In the above example, if a cataloger assumes that an order placed in January was driven by the January book, when it in fact was driven by the December catalog, the company may make a strategic decision to cut its December mailing, “and they would be wrong,” explains Cossette. “Now with SKU-level matchback, the cataloger can see that the December catalog did better and may find that they should actually mail more in December.”
Experian’s Gilbert says that more catalogers are beginning to inquire about SKU-level matching, and the company does offer it. But he warns that because there are hundreds of thousand of data points for catalogers to track, the process can be challenging to manage.
In fact, none of the matchback tools are infallible. One problem, says Restoration Hardware’s Spellman, is that they all assume that the catalogs are the drivers to the Website. While the system’s algorithms allow mailers to segment specific channels, its logic uses catalogs as its default mechanism. And if you mail more than one title or market by more than just a catalog, the matchback results can be misleading. E-mail matching
Matching back e-mails is a bit trickier than matching back catalog mailings, says Casey Carey, vice president of marketing, data solutions, for co-op database services provider Abacus. If you don’t have a street address for an e-mail client, he explains, you can’t match retail and telephone sales from the customer. That’s why it’s important to capture the name and physical address of as many people on your e-mail lists as possible.
Simultaneous e-mail and catalog campaigns provide another challenge. Many merchants send e-mails just before or just after the in-home date of the catalog, Carey says, then follow up a week or 10 days later with a reminder: “Typically they leave the e-mail campaigns open for five to seven days and the catalog open for four to six weeks depending on the next mail date.”

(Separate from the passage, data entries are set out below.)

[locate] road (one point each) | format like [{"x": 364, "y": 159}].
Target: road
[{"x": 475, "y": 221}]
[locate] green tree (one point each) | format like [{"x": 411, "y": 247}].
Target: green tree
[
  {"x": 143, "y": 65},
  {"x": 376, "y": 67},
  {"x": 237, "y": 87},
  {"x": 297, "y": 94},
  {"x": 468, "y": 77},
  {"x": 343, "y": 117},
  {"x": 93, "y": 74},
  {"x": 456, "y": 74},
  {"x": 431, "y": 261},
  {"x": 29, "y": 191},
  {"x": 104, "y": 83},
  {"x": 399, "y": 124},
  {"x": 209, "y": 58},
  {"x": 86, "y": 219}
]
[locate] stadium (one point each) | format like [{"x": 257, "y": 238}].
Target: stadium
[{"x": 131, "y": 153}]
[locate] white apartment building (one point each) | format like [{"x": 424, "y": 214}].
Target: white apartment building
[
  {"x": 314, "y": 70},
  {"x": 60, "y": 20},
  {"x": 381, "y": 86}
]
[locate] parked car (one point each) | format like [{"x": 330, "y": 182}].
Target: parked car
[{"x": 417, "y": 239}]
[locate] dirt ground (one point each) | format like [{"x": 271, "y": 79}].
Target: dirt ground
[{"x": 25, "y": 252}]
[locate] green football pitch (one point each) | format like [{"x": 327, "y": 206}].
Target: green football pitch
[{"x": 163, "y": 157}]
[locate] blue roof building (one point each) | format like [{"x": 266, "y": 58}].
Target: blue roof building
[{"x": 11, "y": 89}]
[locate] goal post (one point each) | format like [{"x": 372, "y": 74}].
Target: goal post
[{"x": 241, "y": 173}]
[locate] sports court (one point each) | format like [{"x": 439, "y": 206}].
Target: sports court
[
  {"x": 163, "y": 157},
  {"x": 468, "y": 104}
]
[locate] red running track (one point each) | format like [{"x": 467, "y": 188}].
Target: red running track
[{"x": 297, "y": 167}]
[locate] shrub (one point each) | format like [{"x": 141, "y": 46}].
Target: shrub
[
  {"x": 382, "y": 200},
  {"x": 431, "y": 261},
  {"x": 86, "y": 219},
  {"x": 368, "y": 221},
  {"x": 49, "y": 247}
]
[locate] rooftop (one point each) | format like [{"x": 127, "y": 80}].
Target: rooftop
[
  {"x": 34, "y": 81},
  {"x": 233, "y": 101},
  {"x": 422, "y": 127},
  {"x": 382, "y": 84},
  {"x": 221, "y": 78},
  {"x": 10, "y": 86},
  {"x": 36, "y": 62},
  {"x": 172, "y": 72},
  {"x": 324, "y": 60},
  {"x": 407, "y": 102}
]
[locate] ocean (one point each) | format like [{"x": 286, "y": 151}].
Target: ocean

Also keep in mind that the e-mail universe is a subset of the universe being sent catalogs, so most have 25%-50% e-mail coverage on their house files and 10%-20% of the prospect pool.
In the end, Carey says, most of his clients prefer to attribute only Website orders resulting from an e-mail click-through to the e-mail campaign. All other orders will be matched to the catalog that is open during that period. If they do not match to the catalog and they have an e-mail keycode, then they get allocated to the e-mail campaign, Carey says. “This approach was driven by the needs of our almost 100 clients who for the most part don’t use the e-mail matching capabilities and just look at catalog response.”
Clients no longer view e-mail and catalog as standalone marketing events with separate ROIs. Rather, Carey explains, marketers now look at the total campaign of multiple contacts and expect that the incremental sales created by the e-mail in conjunction with the catalog will more than cover the incremental cost to the overall campaign. — MDF Matching back on a budget
Even the simplest method of matching back — taking all of your Web customers and running their names against the names of your most recent catalog mailings — usually requires assistance from a service provider. According to Linda Spellman, director of direct marketing for home goods cataloger/retailer Restoration Hardware, this method is relatively inexpensive, at roughly $500-$1,500 per project.
In fact most catalogers use the company that performs their premailing merge/purge to conduct this sort of matchback. The downside is that it generally requires a lot of manual intervention and trial and error. And to keep down costs, analysis is done at the end of the campaign.